Economia europea. Pil in calo: anche la Germania frena

giovedì 14 agosto 2014
Anche la Germania frena. E lo fa a una velocità superiore al previsto. Un brutto segnale che non potrà certo essere ignorato. La Francia poi dimezza le stime di crescita, ferma per la seconda volta con un misero 0,1. Quindi non è solo l'Italia a fare fatica, ma anche i due principali motori economici del continente perdono colpi.

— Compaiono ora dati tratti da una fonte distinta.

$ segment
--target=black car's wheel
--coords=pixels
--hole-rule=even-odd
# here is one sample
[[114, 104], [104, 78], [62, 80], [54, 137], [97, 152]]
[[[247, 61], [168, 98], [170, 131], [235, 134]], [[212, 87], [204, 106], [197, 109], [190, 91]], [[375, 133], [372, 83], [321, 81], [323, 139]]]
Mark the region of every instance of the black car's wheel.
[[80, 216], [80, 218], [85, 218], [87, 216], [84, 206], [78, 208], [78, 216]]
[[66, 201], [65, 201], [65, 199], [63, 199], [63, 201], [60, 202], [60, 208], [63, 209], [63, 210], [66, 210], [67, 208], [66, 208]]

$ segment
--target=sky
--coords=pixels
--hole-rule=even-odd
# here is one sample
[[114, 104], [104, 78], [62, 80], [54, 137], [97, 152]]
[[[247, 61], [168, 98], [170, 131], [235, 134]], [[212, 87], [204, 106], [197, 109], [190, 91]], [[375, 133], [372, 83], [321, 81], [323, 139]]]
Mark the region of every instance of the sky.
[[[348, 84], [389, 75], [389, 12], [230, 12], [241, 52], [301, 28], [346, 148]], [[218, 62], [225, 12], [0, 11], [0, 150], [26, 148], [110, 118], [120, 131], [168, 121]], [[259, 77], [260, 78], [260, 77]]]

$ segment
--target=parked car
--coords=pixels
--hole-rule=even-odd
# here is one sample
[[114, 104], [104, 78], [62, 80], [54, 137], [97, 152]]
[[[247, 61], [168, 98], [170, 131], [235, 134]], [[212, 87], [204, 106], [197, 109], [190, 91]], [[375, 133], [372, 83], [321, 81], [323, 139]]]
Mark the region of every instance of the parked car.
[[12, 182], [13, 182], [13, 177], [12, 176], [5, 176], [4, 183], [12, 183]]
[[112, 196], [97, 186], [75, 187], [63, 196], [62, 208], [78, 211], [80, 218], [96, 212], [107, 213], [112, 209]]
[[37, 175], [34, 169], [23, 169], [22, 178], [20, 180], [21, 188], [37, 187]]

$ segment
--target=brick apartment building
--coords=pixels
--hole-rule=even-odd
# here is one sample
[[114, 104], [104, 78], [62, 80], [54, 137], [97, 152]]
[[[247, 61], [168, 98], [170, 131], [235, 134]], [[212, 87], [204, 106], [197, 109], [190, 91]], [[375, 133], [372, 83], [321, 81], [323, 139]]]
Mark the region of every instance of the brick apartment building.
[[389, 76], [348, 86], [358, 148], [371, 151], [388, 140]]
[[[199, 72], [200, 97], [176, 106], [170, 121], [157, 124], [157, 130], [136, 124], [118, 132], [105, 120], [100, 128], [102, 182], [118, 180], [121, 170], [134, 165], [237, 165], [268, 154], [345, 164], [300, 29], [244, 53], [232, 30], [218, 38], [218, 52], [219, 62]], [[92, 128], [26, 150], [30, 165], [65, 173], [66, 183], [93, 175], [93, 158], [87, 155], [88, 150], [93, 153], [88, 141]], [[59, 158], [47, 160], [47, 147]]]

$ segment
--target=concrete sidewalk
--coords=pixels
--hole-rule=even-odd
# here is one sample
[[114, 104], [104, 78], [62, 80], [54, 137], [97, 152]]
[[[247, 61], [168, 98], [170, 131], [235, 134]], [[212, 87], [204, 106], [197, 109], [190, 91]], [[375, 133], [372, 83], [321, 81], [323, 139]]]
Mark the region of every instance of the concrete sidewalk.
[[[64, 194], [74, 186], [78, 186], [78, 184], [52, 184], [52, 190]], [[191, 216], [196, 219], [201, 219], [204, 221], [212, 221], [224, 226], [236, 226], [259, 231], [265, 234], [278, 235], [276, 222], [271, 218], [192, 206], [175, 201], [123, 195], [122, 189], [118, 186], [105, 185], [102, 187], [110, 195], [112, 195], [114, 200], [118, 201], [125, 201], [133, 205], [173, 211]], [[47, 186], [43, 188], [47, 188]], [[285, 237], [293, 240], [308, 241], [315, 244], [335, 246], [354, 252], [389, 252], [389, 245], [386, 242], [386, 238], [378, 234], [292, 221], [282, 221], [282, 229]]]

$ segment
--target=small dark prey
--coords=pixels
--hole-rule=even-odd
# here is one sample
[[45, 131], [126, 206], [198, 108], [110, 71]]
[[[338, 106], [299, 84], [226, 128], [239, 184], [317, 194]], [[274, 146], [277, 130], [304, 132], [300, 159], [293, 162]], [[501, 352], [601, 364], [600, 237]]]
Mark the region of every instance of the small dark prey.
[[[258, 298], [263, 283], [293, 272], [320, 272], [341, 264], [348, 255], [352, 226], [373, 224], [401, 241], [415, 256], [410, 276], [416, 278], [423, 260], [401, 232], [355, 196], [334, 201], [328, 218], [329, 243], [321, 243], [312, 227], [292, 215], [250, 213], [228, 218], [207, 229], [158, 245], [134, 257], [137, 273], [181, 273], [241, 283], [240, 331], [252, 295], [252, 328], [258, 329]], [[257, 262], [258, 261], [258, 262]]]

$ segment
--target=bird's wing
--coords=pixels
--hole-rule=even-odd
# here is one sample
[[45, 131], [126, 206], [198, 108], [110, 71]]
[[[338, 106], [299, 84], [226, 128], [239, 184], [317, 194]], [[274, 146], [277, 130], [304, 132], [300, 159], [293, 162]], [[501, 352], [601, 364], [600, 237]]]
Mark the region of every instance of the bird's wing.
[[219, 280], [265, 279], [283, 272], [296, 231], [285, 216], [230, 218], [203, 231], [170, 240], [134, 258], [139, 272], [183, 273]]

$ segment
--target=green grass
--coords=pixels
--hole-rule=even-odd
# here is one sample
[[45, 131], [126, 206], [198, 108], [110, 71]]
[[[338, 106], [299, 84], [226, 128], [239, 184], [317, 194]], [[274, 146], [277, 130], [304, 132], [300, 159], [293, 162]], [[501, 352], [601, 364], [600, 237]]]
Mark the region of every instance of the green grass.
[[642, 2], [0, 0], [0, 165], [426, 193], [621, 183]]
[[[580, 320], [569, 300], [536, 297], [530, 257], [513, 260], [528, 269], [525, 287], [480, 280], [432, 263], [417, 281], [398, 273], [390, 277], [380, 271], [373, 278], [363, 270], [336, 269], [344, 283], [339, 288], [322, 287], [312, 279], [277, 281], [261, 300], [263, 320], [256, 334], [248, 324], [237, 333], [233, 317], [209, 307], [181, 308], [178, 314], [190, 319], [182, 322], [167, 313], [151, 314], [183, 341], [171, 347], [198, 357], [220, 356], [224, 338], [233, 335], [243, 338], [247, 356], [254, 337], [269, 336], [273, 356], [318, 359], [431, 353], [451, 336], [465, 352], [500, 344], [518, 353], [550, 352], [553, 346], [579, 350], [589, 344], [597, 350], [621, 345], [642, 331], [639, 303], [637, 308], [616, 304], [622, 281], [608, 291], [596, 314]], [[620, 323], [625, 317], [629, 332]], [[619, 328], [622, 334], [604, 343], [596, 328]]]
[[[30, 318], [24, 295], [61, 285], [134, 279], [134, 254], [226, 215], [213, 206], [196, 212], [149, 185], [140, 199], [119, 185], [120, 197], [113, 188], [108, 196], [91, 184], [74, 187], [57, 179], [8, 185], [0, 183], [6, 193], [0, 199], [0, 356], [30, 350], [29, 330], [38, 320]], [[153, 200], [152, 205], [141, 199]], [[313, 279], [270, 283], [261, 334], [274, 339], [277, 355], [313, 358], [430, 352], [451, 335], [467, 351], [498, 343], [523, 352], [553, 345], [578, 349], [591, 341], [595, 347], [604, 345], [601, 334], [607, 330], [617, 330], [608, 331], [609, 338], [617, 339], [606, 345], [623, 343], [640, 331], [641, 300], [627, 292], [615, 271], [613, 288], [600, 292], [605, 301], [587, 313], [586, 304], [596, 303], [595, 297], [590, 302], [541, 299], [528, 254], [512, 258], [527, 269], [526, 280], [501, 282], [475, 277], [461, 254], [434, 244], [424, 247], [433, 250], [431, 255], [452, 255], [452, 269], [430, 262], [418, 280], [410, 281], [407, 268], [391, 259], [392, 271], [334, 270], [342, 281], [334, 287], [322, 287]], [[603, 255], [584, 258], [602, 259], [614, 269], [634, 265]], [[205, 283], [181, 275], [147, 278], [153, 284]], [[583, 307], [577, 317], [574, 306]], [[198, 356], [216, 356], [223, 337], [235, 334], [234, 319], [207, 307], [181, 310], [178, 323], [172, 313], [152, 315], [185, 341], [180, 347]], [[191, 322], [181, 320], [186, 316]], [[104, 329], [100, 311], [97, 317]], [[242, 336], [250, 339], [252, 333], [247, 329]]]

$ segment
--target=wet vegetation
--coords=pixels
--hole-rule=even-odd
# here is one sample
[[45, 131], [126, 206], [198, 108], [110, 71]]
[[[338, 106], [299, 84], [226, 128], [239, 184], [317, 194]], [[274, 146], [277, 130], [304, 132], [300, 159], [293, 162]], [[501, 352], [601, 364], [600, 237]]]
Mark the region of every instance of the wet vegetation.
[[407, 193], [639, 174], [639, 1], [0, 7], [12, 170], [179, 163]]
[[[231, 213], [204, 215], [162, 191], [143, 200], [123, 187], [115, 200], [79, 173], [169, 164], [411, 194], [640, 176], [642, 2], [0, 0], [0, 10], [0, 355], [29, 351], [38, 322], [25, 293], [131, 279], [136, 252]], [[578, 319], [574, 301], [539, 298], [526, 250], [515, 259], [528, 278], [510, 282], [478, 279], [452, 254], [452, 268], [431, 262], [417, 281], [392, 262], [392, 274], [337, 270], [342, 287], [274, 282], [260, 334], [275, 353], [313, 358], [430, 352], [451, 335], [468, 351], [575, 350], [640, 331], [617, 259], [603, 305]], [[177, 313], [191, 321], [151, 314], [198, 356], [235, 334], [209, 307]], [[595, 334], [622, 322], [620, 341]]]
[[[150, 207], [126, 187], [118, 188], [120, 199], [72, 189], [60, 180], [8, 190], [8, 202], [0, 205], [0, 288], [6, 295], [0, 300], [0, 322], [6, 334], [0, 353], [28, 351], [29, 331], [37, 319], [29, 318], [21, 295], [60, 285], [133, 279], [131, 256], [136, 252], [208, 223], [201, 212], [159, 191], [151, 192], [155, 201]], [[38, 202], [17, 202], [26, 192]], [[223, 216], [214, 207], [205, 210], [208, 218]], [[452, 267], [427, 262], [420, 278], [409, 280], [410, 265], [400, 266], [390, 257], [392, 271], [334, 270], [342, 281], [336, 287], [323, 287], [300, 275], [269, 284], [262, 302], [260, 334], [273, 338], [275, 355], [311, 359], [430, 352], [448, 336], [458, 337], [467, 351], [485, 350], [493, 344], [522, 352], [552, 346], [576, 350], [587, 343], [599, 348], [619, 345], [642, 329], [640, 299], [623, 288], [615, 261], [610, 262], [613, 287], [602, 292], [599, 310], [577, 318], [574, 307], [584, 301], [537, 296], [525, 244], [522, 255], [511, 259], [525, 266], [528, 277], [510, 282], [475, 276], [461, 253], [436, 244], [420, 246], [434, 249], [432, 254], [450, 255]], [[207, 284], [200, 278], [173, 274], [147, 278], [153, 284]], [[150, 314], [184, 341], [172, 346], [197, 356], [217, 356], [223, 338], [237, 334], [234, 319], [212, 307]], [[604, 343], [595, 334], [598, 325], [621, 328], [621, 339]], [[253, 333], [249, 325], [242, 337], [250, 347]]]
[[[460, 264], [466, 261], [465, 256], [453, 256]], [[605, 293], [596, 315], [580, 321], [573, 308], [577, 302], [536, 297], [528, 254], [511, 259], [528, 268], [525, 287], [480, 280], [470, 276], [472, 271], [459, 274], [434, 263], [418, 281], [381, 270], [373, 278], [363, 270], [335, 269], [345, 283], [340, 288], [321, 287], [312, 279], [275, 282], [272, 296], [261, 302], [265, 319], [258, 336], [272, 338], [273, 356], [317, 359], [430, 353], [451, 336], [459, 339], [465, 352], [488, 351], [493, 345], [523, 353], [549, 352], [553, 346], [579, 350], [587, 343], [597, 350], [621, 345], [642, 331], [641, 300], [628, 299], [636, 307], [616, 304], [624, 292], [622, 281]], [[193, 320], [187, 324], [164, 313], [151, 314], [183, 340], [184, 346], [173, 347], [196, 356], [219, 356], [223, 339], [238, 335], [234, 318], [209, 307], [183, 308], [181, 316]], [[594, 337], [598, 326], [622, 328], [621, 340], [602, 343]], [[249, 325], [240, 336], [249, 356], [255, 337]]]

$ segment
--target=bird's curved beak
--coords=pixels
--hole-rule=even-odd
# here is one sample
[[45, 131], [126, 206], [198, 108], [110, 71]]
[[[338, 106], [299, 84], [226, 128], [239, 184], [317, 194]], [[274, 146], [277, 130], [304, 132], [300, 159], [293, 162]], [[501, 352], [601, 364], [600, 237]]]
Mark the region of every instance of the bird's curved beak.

E tutta l'eurozona è al palo. I dati appena resi noti indicano che Pil tedesco arretra dello 0,2% nel secondo trimestre 2014 rispetto al trimestre precedente. Il dato è peggiore delle attese che indicavano una possibile flessione del -0,1%. La crescita del primo trimestre rispetto all'ultimo del 2013 è stata rivista dal +0,8 al +0,7%. Con il dato di oggi l'economia tedesca arretra per la prima volta dal 2012. "Per la Germania, una delle ragioni del rallentamento è dovuto probabilmente alla stagione molto mite nel periodo invernale, che ha portato a un alto tasso di crescita all'inizio dell'anno e ha marcato una caduta soprattutto nelle costruzioni, specialmente nel secondo trimestre. Inoltre le esportazioni sono cresciute meno delle importazioni, per questo il commercio estero ha avuto un effetto negativo sulla crescita. Ma è cresciuta la domanda interna", Spiega un portavoce della Commissione Ue sul Pil tedesco. Il Pil dell'eurozona resta invariato nel secondo trimestre 2014, con +0,7% sull'anno. Così la prima stima flash di Eurostat. Nell'Ue-28 cresce dello 0,2%, con +1,2% rispetto al secondo trimestre 2013. Nel primo trimestre era cresciuto dello 0,2% in Ue-18 e dello 0,3% nell'Ue-28. Il Pil italiano a -0,2%. Secondo la stima nel secondo trimestre il Pil della Spagna cresce dello 0,6% dopo lo 0,4% del primo trimestre, segnando 1,2% sull'anno.